SEIU Local 880 homecare worker writes:

Illinois Governor Blagojevich signed the first union contract with over 20,000 SEIU Local 880 Personal Assistants working through the Illinois Department of Human Services/Office of Rehabilitation Services (DHS/ORS) Tuesday afternoon. The historic event wrapped up what has been a summer of tremendous strides for the State’s Homecare workers. “We fought hard to win a 34% pay raise over four years for homecare workers and the right to have a voice on the job. This contract shows that the State acknowledges the significance of our contribution to giving quality care in Illinois. We’ve come a long way since 1985 when we made only $3.35 or $1.00 an hour,” said Helen Miller, who started Homecare work in 1983, and is now President of SEIU Local 880.

In addition to making PA’s eligible for unemployment compensation and the implementation of a solid grievance procedure for the first time, the contract brings 20,000 DHS/ORS Personal Assistants closer to a living wage. PA’s currently make $7 an hour with no benefits. They will be earning $9.35 at the end of the four-year term of the agreement. Although the contract does not include a provision for health care, PA’s vow to fight for health benefits in the 2003-2004 Legislative Session.

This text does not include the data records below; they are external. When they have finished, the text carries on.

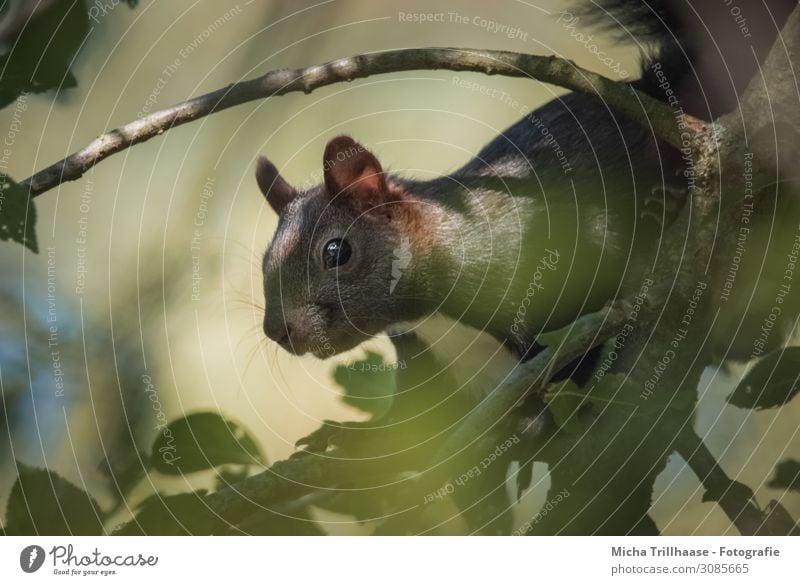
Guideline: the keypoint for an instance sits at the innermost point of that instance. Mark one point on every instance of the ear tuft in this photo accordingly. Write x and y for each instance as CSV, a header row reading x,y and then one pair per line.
x,y
277,191
353,172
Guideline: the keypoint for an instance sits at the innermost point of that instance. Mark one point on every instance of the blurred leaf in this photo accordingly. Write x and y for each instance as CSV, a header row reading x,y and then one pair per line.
x,y
289,520
787,476
40,56
772,382
15,205
557,337
202,441
43,503
173,516
368,384
123,470
230,476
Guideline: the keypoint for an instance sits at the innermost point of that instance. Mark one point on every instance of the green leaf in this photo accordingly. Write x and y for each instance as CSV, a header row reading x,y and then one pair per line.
x,y
772,382
17,214
368,384
557,337
173,516
564,399
787,476
43,503
123,470
202,441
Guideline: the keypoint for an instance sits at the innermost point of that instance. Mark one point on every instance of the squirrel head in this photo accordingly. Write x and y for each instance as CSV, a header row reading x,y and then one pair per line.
x,y
337,271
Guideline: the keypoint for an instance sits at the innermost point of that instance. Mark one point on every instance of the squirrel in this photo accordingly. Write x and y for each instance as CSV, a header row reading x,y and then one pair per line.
x,y
523,238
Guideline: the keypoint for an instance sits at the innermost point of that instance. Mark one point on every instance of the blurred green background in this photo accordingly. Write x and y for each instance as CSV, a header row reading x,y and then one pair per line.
x,y
166,288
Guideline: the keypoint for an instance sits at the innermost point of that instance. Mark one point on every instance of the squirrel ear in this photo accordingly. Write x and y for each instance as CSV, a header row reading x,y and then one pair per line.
x,y
277,191
353,170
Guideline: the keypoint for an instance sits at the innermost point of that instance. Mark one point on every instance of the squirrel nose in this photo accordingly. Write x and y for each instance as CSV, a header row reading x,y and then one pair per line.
x,y
287,329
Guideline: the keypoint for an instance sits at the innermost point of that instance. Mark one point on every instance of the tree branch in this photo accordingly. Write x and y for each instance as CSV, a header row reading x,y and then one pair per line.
x,y
647,111
310,471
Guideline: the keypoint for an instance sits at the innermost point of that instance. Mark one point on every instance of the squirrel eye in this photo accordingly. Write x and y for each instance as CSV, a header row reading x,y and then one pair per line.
x,y
335,253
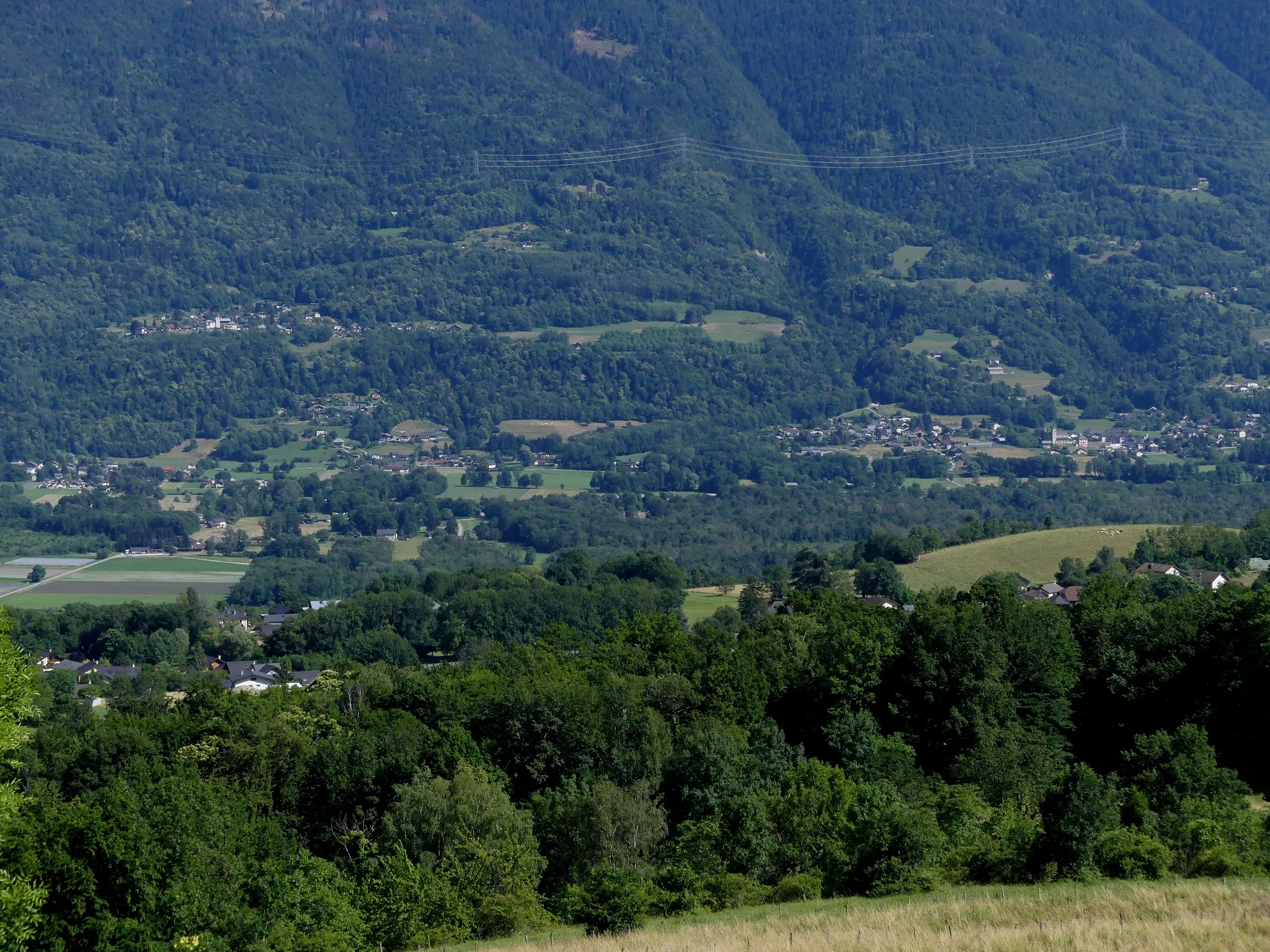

“This contract is about our respect. Maybe I’ll be able to tell you that I can support the full financial needs of my family after this raise by doing something I love -- working with the disabled so they can keep living in their homes. But we still did not win health coverage, which we plan to fight for this year in Springfield” said Vivian Watkins, Personal Assistant in Rockford, IL.

The raise gives the state a much-needed boost of $300 million into local economies over the four year term, as PA’s will be spending their increases on food, housing, clothes, and utility bills. As a result, it is hoped that improvements will be made in declining turnover rates, which have posed previous problems to continuous, quality care for consumers.

The first union contract for Illinois’ homecare workers marks a growing trend of unionized health professionals in the Long-Term Care Industry. In a series of Senior Summits earlier this summer sponsored by House Speaker Madigan, homecare workers played a major role in shifting the debate on long-term care – many state officials will now advocate that quality of care and quality jobs for caregivers are inextricably linked.

Earlier this year, over 20,000 homecare workers in Washington won a new contract with raises due to a lobbying effort that included more than 22,000 phone calls, e-mails, faxes, and visits to legislators by union members, clients, and other advocates. Illinois is the most recent victory of this national home care worker’s movement.

"We can all appreciate the value of the work personal assistants perform -- helping the disabled live independently and with dignity. I'm pleased to sign this contract today and provide a much-deserved wage increase so that committed, qualified personal assistants can afford to continue providing important services to people with disabilities," said Blagojevich.